I pointed out that Afghanistan, initially, had been in response to 9/11.  But seeing how Hanif and his son were wearing very traditional Islamic garb, I didn’t push it.  “But the US has made many mistakes in Afghanistan since then.  And of course Iraq…,” I suddenly became inarticulate, my tongue flapping around as a host of blue epithets and standard, sarcastic political statements battled in the area of my brain that produces, usually, articulate speech.  I merely gave them a Gallic shrug and said, “it’s one of the biggest mistakes in US History.”  I paused, searching for that bit of emphasis that could, for this moment at least, smooth things over.  “Most people think he is the worst American president ever.  I think he is.”

Hanif and his son seemed mildly placated, but still I could sense a very palpable dislike of Americans emanating from the son.  He was pale-skinned and had blue eyes like many Kashmiris, who claim that these features are the legacy of Alexander the Great and his men who stayed behind in the mountain valleys near the Indus River.  With his wispy adolescent auburn beard he bore an uncanny resemblance to Johnny Lindh, the young American captured in Afghanistan by US forces during the initial invasion, a land separated from Kashmir only by the northern bottleneck of Pakistan.

We discussed many other things, including the prospect of Westerners coming back as tourists.  Perhaps Kashmir could return to the peaceful times that characterized it throughout much of its history.  But my host clearly didn’t want me laboring under any illusions, “I think that Western trekkers will be very welcome—Canadians, French, British, many.  But … I cannot recommend Americans coming here to trek.”

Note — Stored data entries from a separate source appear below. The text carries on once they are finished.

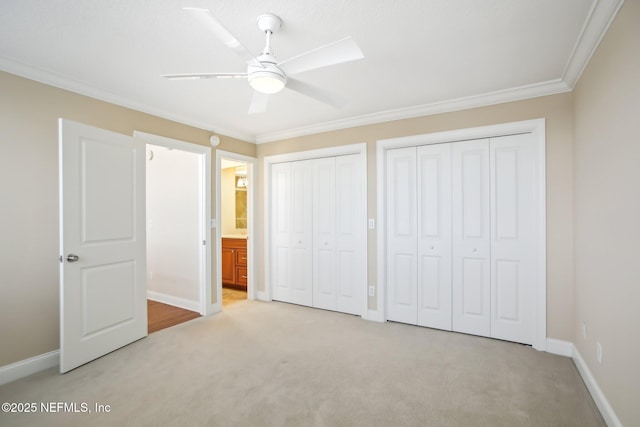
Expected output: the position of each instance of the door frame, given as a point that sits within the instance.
(252, 203)
(536, 127)
(204, 161)
(341, 150)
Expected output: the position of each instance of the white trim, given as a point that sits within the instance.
(187, 304)
(508, 95)
(30, 366)
(559, 347)
(598, 396)
(358, 149)
(252, 224)
(375, 316)
(537, 128)
(204, 305)
(601, 15)
(600, 18)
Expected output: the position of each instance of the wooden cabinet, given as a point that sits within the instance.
(234, 263)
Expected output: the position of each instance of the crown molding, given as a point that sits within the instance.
(82, 88)
(600, 17)
(508, 95)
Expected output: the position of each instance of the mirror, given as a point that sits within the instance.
(241, 199)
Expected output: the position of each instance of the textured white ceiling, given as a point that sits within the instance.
(421, 56)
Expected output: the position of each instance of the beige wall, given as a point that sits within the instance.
(607, 213)
(556, 109)
(29, 111)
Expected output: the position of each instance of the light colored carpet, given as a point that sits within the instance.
(275, 364)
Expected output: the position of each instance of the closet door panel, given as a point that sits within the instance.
(349, 217)
(471, 238)
(324, 238)
(401, 211)
(281, 231)
(301, 233)
(434, 235)
(513, 243)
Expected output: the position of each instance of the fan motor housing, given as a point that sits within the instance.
(267, 78)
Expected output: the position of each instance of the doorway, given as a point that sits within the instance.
(178, 232)
(235, 235)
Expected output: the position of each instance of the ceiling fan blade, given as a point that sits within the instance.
(316, 93)
(259, 102)
(222, 33)
(196, 76)
(344, 50)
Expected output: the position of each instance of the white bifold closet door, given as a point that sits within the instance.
(338, 282)
(419, 235)
(316, 233)
(461, 236)
(291, 232)
(514, 269)
(471, 239)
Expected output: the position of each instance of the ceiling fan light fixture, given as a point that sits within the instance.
(267, 80)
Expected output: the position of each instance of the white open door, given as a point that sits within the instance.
(102, 243)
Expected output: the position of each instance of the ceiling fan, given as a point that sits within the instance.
(265, 73)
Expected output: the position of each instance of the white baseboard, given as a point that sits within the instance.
(175, 301)
(602, 403)
(559, 347)
(374, 316)
(29, 366)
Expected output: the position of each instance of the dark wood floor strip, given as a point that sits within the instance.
(161, 316)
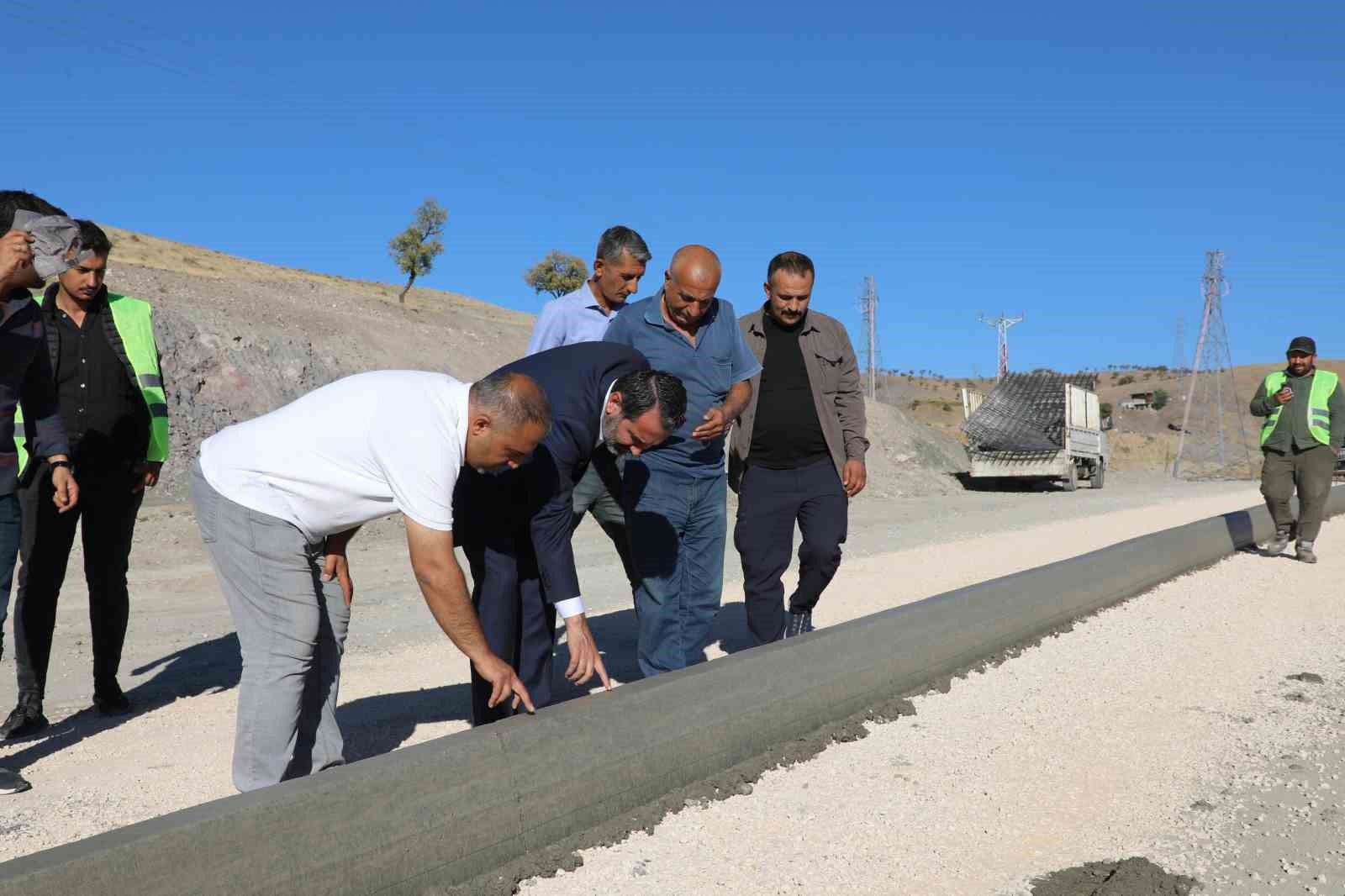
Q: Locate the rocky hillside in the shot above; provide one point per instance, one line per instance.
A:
(235, 349)
(240, 338)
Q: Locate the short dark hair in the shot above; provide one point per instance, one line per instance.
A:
(515, 397)
(622, 241)
(13, 201)
(794, 262)
(643, 389)
(92, 239)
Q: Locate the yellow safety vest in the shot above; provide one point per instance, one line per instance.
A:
(1318, 409)
(134, 323)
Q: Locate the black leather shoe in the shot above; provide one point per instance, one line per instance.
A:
(13, 782)
(109, 700)
(24, 720)
(799, 625)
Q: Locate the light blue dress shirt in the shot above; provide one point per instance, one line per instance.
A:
(572, 318)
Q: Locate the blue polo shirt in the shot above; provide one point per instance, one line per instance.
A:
(719, 360)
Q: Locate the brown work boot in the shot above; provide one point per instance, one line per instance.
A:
(1278, 542)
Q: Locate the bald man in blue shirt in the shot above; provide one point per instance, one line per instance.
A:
(676, 495)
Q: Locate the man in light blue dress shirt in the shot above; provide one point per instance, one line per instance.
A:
(584, 316)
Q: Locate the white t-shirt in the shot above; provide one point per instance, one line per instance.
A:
(353, 451)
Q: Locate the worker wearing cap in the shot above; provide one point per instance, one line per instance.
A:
(1304, 430)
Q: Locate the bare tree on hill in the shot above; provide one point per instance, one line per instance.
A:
(414, 249)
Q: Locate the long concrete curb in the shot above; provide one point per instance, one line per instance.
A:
(448, 810)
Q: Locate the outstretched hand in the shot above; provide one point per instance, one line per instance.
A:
(504, 683)
(585, 658)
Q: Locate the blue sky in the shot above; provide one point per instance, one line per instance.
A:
(1066, 161)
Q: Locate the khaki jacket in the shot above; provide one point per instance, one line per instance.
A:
(834, 376)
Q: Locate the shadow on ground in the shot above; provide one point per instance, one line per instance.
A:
(210, 667)
(372, 725)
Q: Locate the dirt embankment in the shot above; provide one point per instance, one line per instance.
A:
(235, 349)
(241, 338)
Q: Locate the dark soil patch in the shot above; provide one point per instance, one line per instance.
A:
(1131, 876)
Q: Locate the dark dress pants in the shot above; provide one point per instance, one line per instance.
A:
(107, 513)
(518, 622)
(770, 502)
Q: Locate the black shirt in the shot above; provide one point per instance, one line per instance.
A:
(787, 434)
(105, 416)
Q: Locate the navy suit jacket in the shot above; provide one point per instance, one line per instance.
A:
(576, 380)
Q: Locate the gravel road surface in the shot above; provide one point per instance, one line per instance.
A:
(1158, 703)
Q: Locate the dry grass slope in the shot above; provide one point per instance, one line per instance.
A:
(165, 255)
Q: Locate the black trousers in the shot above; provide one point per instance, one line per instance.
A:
(517, 619)
(107, 515)
(770, 502)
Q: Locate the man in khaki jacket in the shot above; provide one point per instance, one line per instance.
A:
(797, 451)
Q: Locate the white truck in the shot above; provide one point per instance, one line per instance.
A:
(1039, 437)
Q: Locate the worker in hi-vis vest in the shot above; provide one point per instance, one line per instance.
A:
(1304, 430)
(109, 387)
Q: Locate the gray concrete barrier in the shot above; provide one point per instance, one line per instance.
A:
(444, 811)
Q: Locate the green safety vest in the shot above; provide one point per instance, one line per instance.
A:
(1318, 410)
(132, 319)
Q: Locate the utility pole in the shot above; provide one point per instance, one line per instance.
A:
(1208, 447)
(869, 313)
(1001, 326)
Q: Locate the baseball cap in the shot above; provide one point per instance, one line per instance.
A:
(1304, 343)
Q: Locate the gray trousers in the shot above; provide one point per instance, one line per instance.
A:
(1309, 472)
(293, 633)
(592, 495)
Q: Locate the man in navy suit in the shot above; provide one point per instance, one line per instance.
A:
(603, 397)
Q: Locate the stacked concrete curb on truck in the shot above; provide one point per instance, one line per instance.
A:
(444, 811)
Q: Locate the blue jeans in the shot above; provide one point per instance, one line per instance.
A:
(10, 535)
(678, 525)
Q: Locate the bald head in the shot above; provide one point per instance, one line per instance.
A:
(689, 287)
(508, 414)
(697, 266)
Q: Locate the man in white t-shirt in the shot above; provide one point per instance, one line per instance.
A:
(280, 497)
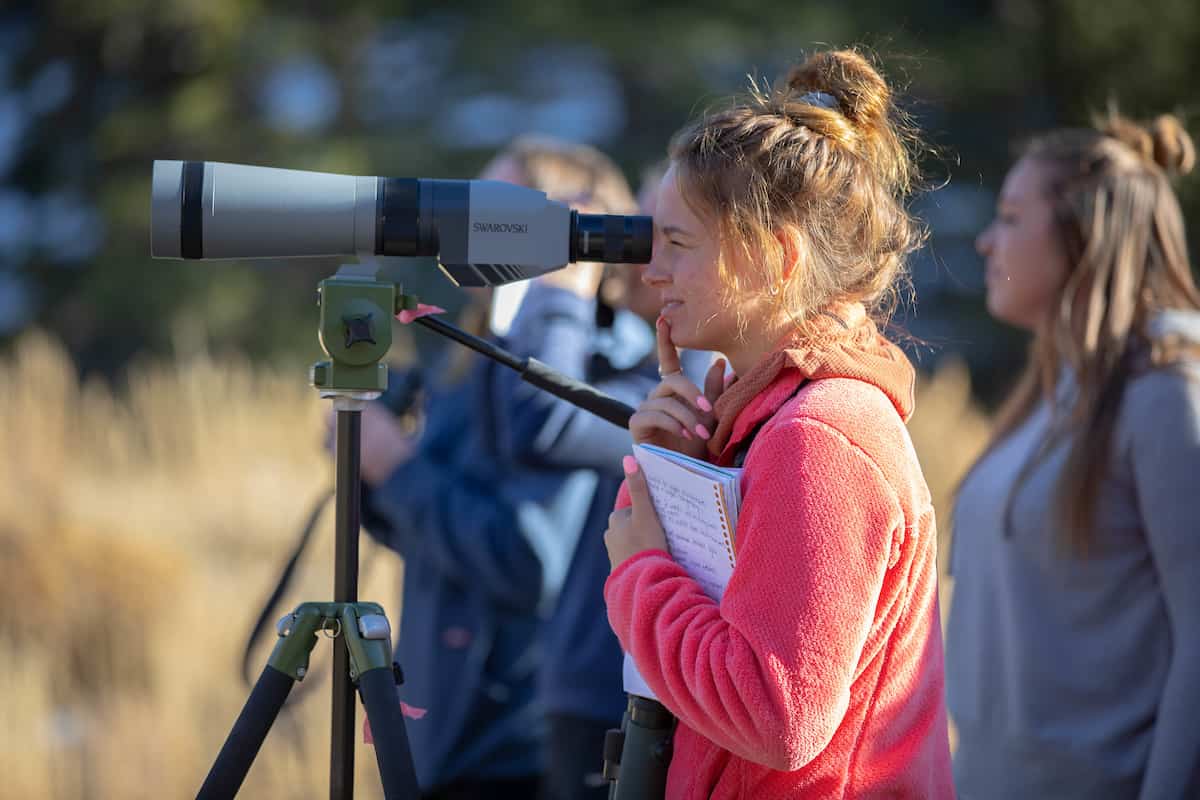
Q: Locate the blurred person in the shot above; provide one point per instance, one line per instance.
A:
(1074, 630)
(609, 342)
(779, 224)
(480, 536)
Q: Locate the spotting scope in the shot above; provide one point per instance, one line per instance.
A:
(484, 233)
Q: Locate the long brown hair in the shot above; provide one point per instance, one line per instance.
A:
(827, 152)
(1122, 229)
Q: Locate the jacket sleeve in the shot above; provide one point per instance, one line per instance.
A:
(558, 329)
(1165, 453)
(467, 530)
(766, 674)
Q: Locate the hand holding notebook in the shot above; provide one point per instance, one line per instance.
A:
(697, 505)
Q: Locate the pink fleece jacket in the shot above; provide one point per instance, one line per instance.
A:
(820, 673)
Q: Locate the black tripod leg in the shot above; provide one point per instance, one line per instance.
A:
(249, 732)
(348, 492)
(396, 770)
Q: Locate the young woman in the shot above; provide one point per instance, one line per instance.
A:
(780, 228)
(1074, 633)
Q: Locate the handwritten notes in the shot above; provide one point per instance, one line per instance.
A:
(697, 505)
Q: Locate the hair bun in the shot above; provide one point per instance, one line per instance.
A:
(864, 98)
(862, 94)
(1164, 140)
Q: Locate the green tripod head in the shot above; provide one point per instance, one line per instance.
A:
(355, 331)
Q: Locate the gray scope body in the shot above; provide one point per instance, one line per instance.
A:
(484, 233)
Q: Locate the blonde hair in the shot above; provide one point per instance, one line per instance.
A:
(1123, 234)
(826, 154)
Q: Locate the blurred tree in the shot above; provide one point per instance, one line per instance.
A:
(93, 91)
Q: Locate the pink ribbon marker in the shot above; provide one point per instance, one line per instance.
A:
(408, 316)
(409, 711)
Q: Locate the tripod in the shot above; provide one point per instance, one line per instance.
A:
(355, 332)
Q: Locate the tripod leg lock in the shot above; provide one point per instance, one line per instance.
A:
(375, 626)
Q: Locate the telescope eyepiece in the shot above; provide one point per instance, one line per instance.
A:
(611, 238)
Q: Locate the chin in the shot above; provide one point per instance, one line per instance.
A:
(1008, 312)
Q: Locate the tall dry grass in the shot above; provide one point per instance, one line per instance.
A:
(139, 533)
(141, 530)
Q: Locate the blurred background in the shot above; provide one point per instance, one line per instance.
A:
(162, 443)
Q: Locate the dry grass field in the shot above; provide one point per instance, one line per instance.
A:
(141, 530)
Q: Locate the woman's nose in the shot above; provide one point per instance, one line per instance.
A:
(654, 274)
(983, 241)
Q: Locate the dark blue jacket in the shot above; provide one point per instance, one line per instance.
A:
(581, 667)
(480, 566)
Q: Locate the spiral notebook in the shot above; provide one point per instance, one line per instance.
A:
(697, 505)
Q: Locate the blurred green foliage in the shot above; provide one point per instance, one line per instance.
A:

With that thought to chew upon, I rejoined my wife in our jeep, and we headed back down the deeply cleft valley zigzagging from Sonamarg Meadows.  We left the valley, and headed south down the national highway to visit in-laws in Udampur, just over the southern mountains that divide Kashmir from Jammu.  From the temperate  summer breezes we passed into the baking heat of the Punjab in mid-June. 

Udampur, pleasant and featureless, should be visited only so as to avoid staying in the capital city of Jammu, which is far busier, and much hotter than Udampur.  After a few days soaking up family hospitality, we passed through Dharamsala on our way back to Delhi.  There on our second night back we turned on the television to find that Kashmir had erupted into violence again.  Muslims, outraged over the government’s ceding of public land to a Hindu trust (as part of the Amarnath Cave pilgrimage site), rioted.  Shots were fired by the army, people killed, tear gas used, and martial law declared.  Three years of calm disintegrated.  Later, in a clumsily attempt to defuse the situation, the government backpedaled and called off the land gift.  Outraged Hindus in Jammu rioted. People were killed, and again martial law declared.  Shops and businesses shuttered their windows.  People had to scrounge for daily necessities. Highways were blockaded, and those who disobeyed curfews had their business ransacked, or burned.

When will it be possible to return?  Even to see our in-laws in Udampur would be challenging; and while things seem to have calmed down in the past few months, it’s only a matter of time.  The Muslims of Kashmir still seethe at the Indian Army’s presence, and are only slightly less angry at Pakistan’s self-interested manipulation of the state.  Many still dream of an independent Kashmir, a dream as beguiling as the reflection of the mountains on the terraces of Shalimar Bagh on a calm summer day.  That reverie is as fragile as images reflected on the placid waters of Dal Lake.  One gust of wind and the illusion vanishes.